冒頭の“カエルのエンゲージリング”は「お客様のお母様の指輪をベースに婚約指輪を作りたいと。元の指輪は昔ながらの立爪のダイヤモンドリングでしたが、立爪を削り出して今っぽいフォームに仕上げました。奥様になられる女性の好きなカエルをあしらい、指輪の内側にはお客様が考えられた『同じ家に帰る』という意味のメッセージを彫っています。とても喜ばれて、プロポーズも成功したそうでよかったです」と話す由紀子さん。
結婚20周年を記念した結婚指輪のリフォームでは、野球で結ばれた家族の絆を表現するため、中央に野球ボールを配置した。「お客様からは『この指輪を見るたびに、家族と野球の大切な日々を思い出せます』というお声をいただきました」と要さん。依頼者の想いを形にでき、仕上がりに喜んでくれた時が何より嬉しいと二人は言う。

Shirokuma立て爪婚約指輪
婚約指輪のリフォーム。昔ながらの立て爪のリング枠を削り出して製作。(c)Shirokuma
Shirokumaボール結婚指輪
結婚20周年の節目にリフォームした結婚指輪。家族がひとつになって取組んだ野球のボールが仲間入り。ボールの裏には2人の息子さんのイニシャルが刻まれている。(c)Shirokuma
Shirokuma
婚約指輪のリフォーム。「普段からつけられるように」とカジュアルな雰囲気に仕上げた。(c)Shirokuma

 

要望を叶えるために、可能性の範囲を決めない

「お客様の要望をどうにかして形にしようっていうことは、昔から大事にしています」と要さん。このスタンスは独立前、ジュエリーショップのデザイナーとして働いていた頃から変わらない。
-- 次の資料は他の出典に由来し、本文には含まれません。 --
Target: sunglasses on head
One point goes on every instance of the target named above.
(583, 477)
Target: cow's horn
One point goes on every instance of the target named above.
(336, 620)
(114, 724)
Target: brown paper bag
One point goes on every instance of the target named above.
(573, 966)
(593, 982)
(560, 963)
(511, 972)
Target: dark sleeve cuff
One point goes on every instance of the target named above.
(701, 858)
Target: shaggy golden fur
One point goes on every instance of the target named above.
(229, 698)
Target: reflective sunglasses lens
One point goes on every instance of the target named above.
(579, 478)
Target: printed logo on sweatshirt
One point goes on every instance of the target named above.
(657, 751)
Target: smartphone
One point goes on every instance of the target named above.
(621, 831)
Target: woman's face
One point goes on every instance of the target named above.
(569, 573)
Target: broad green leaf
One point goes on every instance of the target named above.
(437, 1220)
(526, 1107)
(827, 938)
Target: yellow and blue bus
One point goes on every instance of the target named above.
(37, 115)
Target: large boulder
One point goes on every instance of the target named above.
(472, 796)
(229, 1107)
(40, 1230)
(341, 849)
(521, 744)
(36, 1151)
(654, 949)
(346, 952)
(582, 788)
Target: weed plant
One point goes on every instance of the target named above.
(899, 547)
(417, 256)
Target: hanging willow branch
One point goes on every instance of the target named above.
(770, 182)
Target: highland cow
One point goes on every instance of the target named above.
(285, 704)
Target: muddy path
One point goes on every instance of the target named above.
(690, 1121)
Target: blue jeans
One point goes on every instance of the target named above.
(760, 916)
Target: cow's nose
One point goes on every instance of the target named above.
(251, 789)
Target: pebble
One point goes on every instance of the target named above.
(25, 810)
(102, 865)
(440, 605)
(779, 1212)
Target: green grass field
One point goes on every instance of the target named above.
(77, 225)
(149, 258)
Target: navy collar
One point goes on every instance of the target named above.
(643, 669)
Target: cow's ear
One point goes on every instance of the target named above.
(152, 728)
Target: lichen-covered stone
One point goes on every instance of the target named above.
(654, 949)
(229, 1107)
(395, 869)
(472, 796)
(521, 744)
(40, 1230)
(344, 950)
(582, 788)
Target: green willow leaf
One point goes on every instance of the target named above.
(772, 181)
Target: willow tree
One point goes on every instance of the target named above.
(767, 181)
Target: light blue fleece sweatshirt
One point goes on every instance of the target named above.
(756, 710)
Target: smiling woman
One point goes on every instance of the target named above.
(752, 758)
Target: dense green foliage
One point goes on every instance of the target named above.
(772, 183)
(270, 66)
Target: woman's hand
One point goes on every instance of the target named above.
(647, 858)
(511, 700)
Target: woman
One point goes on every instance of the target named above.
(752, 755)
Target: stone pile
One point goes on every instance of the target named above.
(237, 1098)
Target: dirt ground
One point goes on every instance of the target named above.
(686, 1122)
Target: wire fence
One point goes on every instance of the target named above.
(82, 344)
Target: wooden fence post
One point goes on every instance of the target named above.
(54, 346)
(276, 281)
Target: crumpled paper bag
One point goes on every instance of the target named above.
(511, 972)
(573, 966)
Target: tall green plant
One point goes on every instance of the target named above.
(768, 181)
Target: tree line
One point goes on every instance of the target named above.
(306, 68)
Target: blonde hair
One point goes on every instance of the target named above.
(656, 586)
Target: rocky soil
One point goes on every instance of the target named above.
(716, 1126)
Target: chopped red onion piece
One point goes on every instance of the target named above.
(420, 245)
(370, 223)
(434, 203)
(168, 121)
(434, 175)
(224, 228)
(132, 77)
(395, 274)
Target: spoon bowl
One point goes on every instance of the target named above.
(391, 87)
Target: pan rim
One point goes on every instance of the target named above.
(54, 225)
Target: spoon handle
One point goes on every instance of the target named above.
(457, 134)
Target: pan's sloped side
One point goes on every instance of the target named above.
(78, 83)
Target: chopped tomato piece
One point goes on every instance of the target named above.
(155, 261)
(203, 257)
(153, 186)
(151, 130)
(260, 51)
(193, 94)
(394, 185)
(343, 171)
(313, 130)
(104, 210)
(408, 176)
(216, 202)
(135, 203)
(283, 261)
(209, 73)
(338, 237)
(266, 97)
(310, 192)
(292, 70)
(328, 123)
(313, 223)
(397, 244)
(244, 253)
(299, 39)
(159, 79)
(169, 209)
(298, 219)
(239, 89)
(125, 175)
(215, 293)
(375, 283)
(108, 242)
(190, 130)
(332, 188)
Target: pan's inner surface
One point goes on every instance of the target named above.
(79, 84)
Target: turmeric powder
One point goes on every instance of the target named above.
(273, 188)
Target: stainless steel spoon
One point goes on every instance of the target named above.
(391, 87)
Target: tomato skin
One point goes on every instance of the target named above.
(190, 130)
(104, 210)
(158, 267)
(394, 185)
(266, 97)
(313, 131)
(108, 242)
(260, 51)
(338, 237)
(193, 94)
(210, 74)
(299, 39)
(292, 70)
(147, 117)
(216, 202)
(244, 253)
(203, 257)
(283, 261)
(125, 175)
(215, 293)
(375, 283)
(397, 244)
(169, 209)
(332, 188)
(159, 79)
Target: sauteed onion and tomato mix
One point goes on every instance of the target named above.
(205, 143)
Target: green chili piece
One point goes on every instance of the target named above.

独立後、なんとか形にしようと方法を模索する中で独自のやり方を生み出し、技術的な選択肢は増えた。
例えば指輪の場合、宝石だけ元のものから取り出し、リング枠は店頭にあるデザイン枠を新たに見つけてきてリフォームすることが多いが、「Shirokuma」では元のリング枠を生かしたリフォームも行なっている。
「お店のオープン当時、おばあさまの指輪をお持ちになられたお客様で、元の枠も生かして欲しいと言われたんです」と由紀子さん。元の枠を生かしながら今のデザインに作り変えることはとても難しく、時間やコスト面で考えるとなかなか出来ないのだという。「元の形があるから、削れる範囲が決まってしまっている。その中でどうデザインするか。削りすぎてしまってもいけないし」と、要さんも技術面の難しさを語る。
このリング枠を生かしたリフォームを始めたことで、提案の幅が広がり受注も増えたのだとか。「できる範囲を自分で決めない。やったことがないことでもやってみて、要望を叶えられることが一番のやりがいですね」と要さん。